Nel frattempo, il Brasile si è unito al clan estremamente chiuso di paesi che hanno pubblicato il loro nuovo “contributo determinato a livello nazionale” nella lotta contro il riscaldamento globale. Nell’ambito dell’accordo di Parigi sul climaclimatali CDN devono essere aggiornati ogni cinque anni. Tutti i paesi devono renderli pubblici entro febbraio 2025.
Una riduzione delle proprie emissioni – rispetto a quelle del 2005 – del 37% entro il 2025 e del 43% entro il 2030. Questo era l’impegno assunto dal Brasile nel 2016. La nuova CDN punta a una riduzione almeno del 59% – o anche meno del 67% – entro il 2035. Tra i mezzi figura il Paese che ospita il 60% della foresta amazzonica mobilitarsi per raggiungere questo obiettivo: il ripristino delle foreste. Il Brasile intende porre fine alla deforestazionedeforestazione. “Illegale”Comunque. E rafforzare gli attuali lavori di restauro e metterli in atto “incentivi positivi” risorse aggiuntive per mantenere le foreste e la vegetazione. I tassi di deforestazione nell’Amazzonia brasiliana sono già diminuiti di quasi un terzo tra il 2023 e il 2024.
Un’altra leva che il Brasile attiverà: quella di ridurre il consumo di combustibili fossili. Già quasi il 90% del suo mix elettrico è decarbonizzato (soprattutto grazie aidroelettricitàidroelettricità). Ma il Paese prevede di elettrificare più usi e, per farlo, impiegare l’energia fotovoltaica, solare ed eolica.

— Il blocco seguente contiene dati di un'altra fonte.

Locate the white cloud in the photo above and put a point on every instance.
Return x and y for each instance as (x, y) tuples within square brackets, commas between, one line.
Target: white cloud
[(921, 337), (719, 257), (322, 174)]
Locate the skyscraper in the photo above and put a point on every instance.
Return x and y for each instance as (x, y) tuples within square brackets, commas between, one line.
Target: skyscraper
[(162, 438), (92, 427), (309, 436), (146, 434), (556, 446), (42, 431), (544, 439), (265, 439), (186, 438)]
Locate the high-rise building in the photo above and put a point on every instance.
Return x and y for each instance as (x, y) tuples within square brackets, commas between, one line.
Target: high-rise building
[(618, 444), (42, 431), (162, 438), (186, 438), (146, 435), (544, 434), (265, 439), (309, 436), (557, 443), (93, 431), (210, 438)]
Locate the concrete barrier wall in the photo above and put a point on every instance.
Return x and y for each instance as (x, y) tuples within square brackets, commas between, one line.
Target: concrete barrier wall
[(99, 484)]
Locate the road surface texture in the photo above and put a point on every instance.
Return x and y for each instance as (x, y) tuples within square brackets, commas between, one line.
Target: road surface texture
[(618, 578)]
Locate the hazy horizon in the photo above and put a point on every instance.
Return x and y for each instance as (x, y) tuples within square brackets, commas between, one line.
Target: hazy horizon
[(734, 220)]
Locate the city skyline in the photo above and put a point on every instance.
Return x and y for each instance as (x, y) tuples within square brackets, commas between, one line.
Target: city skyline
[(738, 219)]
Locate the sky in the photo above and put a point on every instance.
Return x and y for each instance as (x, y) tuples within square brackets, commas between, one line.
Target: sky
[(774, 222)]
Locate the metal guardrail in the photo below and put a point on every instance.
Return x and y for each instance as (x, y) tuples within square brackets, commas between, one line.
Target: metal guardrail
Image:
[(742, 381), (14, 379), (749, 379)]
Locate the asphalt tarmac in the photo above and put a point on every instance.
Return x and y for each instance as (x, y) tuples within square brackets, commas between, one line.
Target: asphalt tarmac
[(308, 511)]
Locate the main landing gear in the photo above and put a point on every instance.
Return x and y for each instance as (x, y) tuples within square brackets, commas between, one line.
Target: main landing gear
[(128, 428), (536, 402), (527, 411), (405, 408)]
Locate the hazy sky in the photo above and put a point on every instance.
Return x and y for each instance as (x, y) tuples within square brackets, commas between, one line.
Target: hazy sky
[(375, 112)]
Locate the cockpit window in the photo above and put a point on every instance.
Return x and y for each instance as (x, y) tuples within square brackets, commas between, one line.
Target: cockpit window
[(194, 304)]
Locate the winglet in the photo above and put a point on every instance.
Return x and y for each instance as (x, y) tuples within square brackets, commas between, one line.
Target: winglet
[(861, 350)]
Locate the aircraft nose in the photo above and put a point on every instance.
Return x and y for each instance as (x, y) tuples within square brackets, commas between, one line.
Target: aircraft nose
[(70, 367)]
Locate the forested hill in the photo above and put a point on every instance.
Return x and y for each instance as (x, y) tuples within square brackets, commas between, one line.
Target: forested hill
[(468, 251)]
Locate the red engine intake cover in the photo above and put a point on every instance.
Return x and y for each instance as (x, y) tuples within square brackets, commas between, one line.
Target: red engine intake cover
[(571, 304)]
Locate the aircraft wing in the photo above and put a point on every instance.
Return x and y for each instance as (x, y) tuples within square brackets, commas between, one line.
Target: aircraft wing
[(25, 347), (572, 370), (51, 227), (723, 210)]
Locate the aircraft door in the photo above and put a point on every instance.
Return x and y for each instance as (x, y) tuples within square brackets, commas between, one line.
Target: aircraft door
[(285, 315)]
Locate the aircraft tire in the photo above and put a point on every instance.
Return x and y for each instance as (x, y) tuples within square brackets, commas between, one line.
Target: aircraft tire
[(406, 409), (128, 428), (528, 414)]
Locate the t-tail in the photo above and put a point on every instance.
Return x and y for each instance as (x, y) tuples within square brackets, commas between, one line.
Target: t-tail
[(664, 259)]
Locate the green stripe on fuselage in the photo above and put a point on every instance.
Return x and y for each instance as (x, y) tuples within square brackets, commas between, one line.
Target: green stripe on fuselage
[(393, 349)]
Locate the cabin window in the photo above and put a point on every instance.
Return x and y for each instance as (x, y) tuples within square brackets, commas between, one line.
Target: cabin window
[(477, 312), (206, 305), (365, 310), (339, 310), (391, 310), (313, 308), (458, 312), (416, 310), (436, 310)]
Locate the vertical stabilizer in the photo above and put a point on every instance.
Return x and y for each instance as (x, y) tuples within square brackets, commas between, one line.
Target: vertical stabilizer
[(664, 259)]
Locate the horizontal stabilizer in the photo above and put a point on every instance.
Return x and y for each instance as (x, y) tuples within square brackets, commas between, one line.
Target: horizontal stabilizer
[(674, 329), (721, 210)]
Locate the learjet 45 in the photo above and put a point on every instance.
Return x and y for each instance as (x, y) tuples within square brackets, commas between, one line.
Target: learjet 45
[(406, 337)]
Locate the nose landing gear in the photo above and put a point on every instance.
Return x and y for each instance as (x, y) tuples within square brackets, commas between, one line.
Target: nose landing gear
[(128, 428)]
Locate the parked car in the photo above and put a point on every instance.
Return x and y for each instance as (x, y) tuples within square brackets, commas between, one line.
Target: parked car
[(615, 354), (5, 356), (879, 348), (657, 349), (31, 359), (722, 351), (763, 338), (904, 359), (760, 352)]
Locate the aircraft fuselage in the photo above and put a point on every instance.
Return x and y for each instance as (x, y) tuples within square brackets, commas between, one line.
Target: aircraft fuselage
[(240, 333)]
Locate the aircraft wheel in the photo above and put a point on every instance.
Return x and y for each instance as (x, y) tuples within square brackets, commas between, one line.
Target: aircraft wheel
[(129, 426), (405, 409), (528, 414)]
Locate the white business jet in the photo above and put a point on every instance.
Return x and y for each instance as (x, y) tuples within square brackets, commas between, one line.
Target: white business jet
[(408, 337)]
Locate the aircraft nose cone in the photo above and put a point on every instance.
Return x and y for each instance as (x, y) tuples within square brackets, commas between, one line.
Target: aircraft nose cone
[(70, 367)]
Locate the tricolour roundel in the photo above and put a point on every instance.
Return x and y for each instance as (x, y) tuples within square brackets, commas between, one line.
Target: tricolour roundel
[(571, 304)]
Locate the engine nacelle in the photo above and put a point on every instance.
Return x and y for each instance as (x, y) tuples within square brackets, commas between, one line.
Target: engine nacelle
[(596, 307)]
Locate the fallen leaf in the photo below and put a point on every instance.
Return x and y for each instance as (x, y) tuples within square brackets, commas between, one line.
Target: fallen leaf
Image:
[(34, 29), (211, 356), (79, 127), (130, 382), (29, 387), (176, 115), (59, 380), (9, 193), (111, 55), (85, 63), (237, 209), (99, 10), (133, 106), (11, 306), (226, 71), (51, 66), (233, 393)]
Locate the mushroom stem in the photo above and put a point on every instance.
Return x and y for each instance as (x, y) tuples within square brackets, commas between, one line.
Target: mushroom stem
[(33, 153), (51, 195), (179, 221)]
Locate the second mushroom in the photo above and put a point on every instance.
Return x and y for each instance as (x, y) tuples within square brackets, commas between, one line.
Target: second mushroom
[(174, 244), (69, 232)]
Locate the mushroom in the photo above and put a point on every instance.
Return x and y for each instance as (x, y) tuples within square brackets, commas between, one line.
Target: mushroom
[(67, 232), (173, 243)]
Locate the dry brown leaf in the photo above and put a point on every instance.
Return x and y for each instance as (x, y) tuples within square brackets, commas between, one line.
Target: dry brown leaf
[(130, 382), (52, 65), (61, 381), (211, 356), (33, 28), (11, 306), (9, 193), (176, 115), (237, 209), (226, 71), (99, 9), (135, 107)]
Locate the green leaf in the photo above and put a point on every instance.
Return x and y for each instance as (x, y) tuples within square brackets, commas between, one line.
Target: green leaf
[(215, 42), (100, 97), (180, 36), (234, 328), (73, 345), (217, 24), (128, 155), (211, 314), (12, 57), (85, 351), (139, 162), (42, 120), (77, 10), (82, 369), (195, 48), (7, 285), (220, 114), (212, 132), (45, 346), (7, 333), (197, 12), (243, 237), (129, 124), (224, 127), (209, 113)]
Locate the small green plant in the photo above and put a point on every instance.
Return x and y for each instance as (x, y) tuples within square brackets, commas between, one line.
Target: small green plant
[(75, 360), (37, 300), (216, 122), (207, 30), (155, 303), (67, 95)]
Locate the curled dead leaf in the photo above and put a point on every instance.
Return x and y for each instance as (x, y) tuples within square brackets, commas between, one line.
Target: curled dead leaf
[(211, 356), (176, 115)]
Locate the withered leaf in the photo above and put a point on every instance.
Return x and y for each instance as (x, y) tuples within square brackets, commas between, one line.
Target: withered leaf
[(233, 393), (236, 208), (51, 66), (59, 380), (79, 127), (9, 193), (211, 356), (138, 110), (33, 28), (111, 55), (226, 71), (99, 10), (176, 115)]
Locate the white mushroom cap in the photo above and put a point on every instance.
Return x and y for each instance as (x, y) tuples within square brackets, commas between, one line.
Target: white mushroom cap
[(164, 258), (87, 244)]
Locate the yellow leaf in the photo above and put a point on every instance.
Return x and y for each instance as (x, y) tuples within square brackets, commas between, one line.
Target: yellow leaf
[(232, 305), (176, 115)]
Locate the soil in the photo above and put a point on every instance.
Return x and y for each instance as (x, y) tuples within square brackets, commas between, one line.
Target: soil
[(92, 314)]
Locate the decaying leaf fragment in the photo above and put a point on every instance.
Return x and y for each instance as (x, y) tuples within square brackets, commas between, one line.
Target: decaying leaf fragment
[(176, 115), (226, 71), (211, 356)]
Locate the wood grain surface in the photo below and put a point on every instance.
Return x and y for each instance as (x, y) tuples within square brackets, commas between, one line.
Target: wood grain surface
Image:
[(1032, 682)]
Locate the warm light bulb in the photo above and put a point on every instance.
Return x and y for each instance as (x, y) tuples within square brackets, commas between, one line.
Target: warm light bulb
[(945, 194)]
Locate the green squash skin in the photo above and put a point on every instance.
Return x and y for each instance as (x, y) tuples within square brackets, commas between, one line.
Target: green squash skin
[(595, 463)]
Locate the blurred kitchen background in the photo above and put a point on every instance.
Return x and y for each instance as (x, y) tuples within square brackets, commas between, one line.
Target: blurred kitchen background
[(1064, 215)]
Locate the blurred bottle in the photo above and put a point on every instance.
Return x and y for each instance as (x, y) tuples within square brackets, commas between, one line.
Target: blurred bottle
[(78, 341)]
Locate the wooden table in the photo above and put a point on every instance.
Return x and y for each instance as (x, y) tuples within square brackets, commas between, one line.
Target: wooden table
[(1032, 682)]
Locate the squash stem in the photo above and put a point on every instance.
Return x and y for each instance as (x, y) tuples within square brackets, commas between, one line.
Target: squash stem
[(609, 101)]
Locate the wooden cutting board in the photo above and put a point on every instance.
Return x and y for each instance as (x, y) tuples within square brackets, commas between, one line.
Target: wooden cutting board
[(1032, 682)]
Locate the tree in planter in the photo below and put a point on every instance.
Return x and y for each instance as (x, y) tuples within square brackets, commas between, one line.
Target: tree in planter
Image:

La nuova CDN evoca anche un luogo per biocarburantibiocarburanti e tecnologie di acquisizione e archiviazione carbonecarbone. Tutto ciò, tuttavia, non dice nulla sui piani di espansione della produzione di combustibili fossili per l’esportazione. Nel 2023, un rapporto menzionava il desiderio del paese di aumentare la produzione di petrolio del 63% e di gas del 124% entro il 2032. Mentre il governo continuava a finanziare l’esplorazione e la produzione.
Lo afferma però il CDN “Il Brasile accoglierebbe con favore l’avvio di un lavoro internazionale volto a definire i tempi per la transizione dai combustibili fossili nei sistemi energetici, in modo giusto, ordinato ed equo”. Un impegno che diverse organizzazioni non governative sottolineano, descrivendolo addirittura come “gioiello nascosto” del CDN brasiliano.